En esta columna, suelo escribirle a gente que está en posiciones de poder: políticos de distinto signo, intelectuales, personas influyentes. Sin embargo, el 4 de septiembre pasado nos mostró que la gente que normalmente no sale en los medios puede ser mucho más importante que las personalidades famosas.
La gran mayoría del país le dio un triunfo aplastante a una de las opciones y esa fue una gran obra colectiva. Ahora bien, ¿alguien puede pensar que la voluntad de esos chilenos sea aplastar a los perdedores o que se hallan tan polarizados como las élites?
Ciertamente tenemos diferencias y no seré yo quien desconozca que el FA/PC lo han hecho mal. Desde un principio me parecieron ridículos sus aires de superioridad moral; ahora bien, ¿vamos a pagarles con la misma moneda? ¿Quién puede decir que nunca ha tenido una actitud arrogante en su vida?
Nuestra historia no puede ser una constante cadena de agravios y desquites. Eso no nos lleva a ninguna parte, salvo a ser un conjunto de vengativos amargados. Tenemos que ser capaces de romper, de una vez por todas, esa lógica perversa y suicida. No tiene sentido dividir el país entre vencedores y vencidos.
Discutamos, demos argumentos, ejercitemos la crítica: los errores de este gobierno nos entregan mil oportunidades para hacerlo; sin embargo, tengamos muy claro que este no es un conflicto entre los buenos y los malos. No es lo mismo ser mal gobernante que ser una mala persona.
Tiempo atrás oí a alguien decir que "el izquierdismo es una enfermedad moral". Falso de falsedad absoluta. No me gusta la política de la izquierda, particularmente de aquella que hoy está en La Moneda. Sus ideas económicas y concepción del Estado me parecen desastrosas, pero eso no los hace moralmente malos.
La moralización de la política ha hecho un daño enorme. Ciertamente, esa actividad -como la académica, la empresarial o la deportiva- debe ajustarse a criterios morales si quiere ser digna del hombre. Con todo, el conflicto político no es un conflicto moral.
¿Por qué sucede esto? ¿Por qué esa agresividad, incrementada por el abuso de las redes sociales? Probablemente porque no nos conocemos. Es fácil descargar nuestra ira contra una caricatura, agredir a un monstruo que nos hemos inventado. Pero quien está enfrente de nosotros es una persona: con miedos y angustias; que sufre y se alegra; que llega a la casa cansada; que toma vino y come las mismas empanadas que tanto nos gustan.
Cuentan que en la guerra franco-prusiana un grupo de alemanes de la Renania estaba en su trinchera, enfrentados a unos franceses que se hallaban en la suya. Los renanos son simpáticos, amantes de la cerveza y de la fiesta.
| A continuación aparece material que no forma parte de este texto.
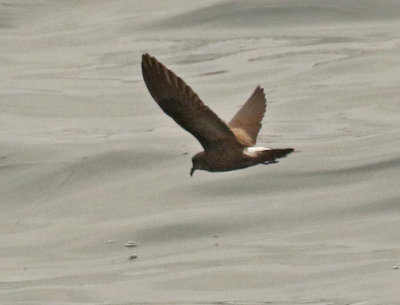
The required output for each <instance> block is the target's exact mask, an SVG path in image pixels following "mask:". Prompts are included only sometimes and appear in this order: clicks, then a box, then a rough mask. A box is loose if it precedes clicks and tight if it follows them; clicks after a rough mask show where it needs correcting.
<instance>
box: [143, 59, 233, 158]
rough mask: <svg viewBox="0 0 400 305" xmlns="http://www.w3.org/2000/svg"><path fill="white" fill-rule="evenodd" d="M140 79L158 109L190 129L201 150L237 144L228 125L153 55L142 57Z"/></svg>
mask: <svg viewBox="0 0 400 305" xmlns="http://www.w3.org/2000/svg"><path fill="white" fill-rule="evenodd" d="M142 73H143V79H144V82H145V83H146V86H147V88H148V89H149V92H150V94H151V95H152V97H153V98H154V100H155V101H156V102H157V103H158V105H159V106H160V107H161V109H162V110H163V111H164V112H165V113H166V114H168V115H169V116H170V117H171V118H173V119H174V120H175V121H176V122H177V123H178V124H179V125H180V126H181V127H183V128H184V129H185V130H187V131H188V132H190V133H191V134H192V135H193V136H195V137H196V139H197V140H198V141H199V142H200V143H201V145H202V146H203V147H204V149H205V150H210V149H218V148H221V147H224V146H226V145H227V146H230V145H234V146H240V144H239V142H238V141H237V139H236V137H235V135H234V134H233V132H232V131H231V130H230V129H229V127H228V126H227V125H226V124H225V123H224V122H223V121H222V120H221V119H220V118H219V117H218V116H217V115H216V114H215V113H214V112H212V111H211V110H210V109H209V108H208V107H207V106H206V105H204V104H203V102H202V101H201V100H200V98H199V97H198V95H197V94H196V93H195V92H193V90H192V89H191V88H190V87H189V86H188V85H186V84H185V82H184V81H183V80H182V79H181V78H179V77H178V76H176V75H175V74H174V73H173V72H172V71H170V70H168V69H167V68H166V67H165V66H164V65H163V64H161V63H160V62H159V61H158V60H157V59H155V58H154V57H152V56H150V55H148V54H144V55H143V57H142Z"/></svg>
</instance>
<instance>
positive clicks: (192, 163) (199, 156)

En eso, los franceses abrieron fuego, y entonces un soldado renano gritó: "No disparen: ¿no ven que hay gente?" Su conducta fue objeto de burlas durante décadas. Hoy comprendemos que ese hombre sencillo era el único que poseía la lucidez necesaria como para ver que se trataba de una guerra absurda y fratricida.
Mañana es 18 de septiembre, y esa fecha nos muestra de modo muy particular la importancia no sólo de los grandes héroes, sino también de los ciudadanos corrientes. Necesitamos reconstituir nuestro tejido social, desgarrado por múltiples querellas. Los políticos son fundamentales en esa tarea, pero no nos engañemos: también es una labor que hay que hacer desde abajo. Son los hombres y mujeres de a pie quienes pueden mejorar el clima social. Ellos tienen la oportunidad de involucrarse en múltiples actividades de solidaridad; mitigar la polarización de las élites; desistir de las actitudes prepotentes; hacer un esfuerzo por conocer a sus vecinos; unirse a las agrupaciones comunitarias; superar el anonimato de las ciudades; volver a sus iglesias. En suma, restaurar Chile.
Es la hora de la Patria, no de las facciones. En otros tiempos hubo quienes dieron la vida por nuestro país, y los reconocemos agradecidos y admirados. Hoy la Patria parece requerir algo más modesto: simplemente un poco de paz.